On the other side: why can't the German government force German banks to become more involved in bailing out Greece as they have a lot to play in the Greek bonds?
(but then: why did the Greek government have to get into so many debts in the first place for so long?)

Is Spain's state apparatus so bloated with unproductive functionaries as Greece?

Maju said...

I presume Greeks want German salaries, German pensions, German welfare state and German ability to decide if the euro goes up or down. Because if the euro is overvalued, hyper-strong against all other currencies that is because it benefits the German economy (specially) by allowing them to buy cheap oil, raw materials and semi-assembled components outside EU, finish them up in Germany and resell to Greeks and other Europeans at inflated prices.

For Germany it is not good at all that Greece or other German markets are saturated by the extreme solidity of the euro. The euro must be devalued, because Greece is just the tip of the iceberg.

Though it may not help after all, because look at Britain with their weak pound and similar situation.

...

Anyhow, in the specific case of Greece, there is a clear case of elite conspiration to ripoff, including Greek politicians and company owners and international banks (mostly from USA but obviously with the implicit approval of all EU financial popes). And the main victim is the Greek people and very possibly the EU as economical-political project of the continental bourgeoisie.

The logical thing to do is to bring the culprits to court and expropriate their assets to pay for the debts. Exactly as Iceland should have never took over Icesavings without a clause of bankruptcy first.

The state, the public accounts cannot be given away to save private fortunes. That's the biggest ripoff of all and can only lead to total disintegration of the social order. The state, the public representation (at least in theory) can and often must instead intervene private business for the good of all (or most).

In this case it's clear that the Greek authorities are failing to tackle the issue and hence losing all legitimacy. Instead they have given away the country to the representatives of creditors: the IMF and the UE.

This is an even bigger ripoff: we first rob the people in the worst banana republic style ever and then we sell away, not an island as insultingly some fascist German papers suggested, but the whole nation!

All Greece sold to IMF slavery in account of the debts contracted by some Greeks with the complicity of all the imperial oligarchy!

Can't you see that?

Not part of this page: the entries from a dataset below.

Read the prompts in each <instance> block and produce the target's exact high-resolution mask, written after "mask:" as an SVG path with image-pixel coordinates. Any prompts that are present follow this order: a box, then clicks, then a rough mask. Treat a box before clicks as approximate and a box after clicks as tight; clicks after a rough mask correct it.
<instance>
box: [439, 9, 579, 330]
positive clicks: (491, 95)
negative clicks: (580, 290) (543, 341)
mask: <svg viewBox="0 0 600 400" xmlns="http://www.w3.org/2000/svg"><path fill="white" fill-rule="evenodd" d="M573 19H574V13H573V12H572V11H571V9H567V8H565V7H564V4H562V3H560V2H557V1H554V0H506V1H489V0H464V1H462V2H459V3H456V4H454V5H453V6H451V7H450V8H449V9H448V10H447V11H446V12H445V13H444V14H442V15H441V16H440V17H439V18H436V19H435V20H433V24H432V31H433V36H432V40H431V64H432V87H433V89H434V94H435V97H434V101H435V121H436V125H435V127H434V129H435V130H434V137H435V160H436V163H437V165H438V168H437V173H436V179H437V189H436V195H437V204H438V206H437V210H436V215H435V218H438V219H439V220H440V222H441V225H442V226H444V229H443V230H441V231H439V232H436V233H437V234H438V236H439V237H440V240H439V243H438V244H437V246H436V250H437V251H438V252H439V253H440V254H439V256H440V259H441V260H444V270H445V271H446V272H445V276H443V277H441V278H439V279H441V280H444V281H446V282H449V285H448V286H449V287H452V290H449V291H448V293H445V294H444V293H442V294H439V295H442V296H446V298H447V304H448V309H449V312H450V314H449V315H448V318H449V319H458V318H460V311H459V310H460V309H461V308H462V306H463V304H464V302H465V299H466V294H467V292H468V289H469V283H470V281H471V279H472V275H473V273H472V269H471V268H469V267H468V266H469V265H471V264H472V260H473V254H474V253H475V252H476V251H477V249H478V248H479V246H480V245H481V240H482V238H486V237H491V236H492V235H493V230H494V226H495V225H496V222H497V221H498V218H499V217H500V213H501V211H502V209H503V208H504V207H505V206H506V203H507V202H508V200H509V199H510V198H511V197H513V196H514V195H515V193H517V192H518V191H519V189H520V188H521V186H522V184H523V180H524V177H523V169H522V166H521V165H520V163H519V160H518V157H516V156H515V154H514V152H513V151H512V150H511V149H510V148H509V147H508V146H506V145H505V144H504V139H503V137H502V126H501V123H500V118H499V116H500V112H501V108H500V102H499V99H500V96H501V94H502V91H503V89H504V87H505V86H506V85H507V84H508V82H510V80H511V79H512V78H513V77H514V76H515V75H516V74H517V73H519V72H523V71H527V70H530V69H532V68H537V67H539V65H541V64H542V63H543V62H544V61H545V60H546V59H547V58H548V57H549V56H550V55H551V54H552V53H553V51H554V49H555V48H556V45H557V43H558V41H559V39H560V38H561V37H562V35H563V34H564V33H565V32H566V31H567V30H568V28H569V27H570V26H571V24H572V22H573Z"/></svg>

Can't you see how Latvia has become in just another "plantation" for oligarchs of EU and the Empire? How tiny Iceland is struggling to keep some sovereignty in a similar case? How the vultures are projecting how to do the same in other countries such as Portugal, Spain, Italy, Ireland, the very United Kingdom, etc.

Finally the veil of bubble-aboundance that Capitalism has relied on for publicity purposes for the last several decades is off. No costumes anymore: the Emperor is damn naked! This is what the Capitalist roulette has produced. Bank wins always.

Unless people fight. Then the people can win and banks lose.

But no free lunches, not anymore indeed. We will have to fight and fight hard because it is the last stand of Capitalism and will attack with all. It is already attacking with all.

It's not us who invented class struggle: we just have to defend our lives against the continuous and every day more brutally obvious armed robbery by the organized Capitalist elites and their institutional mercenaries.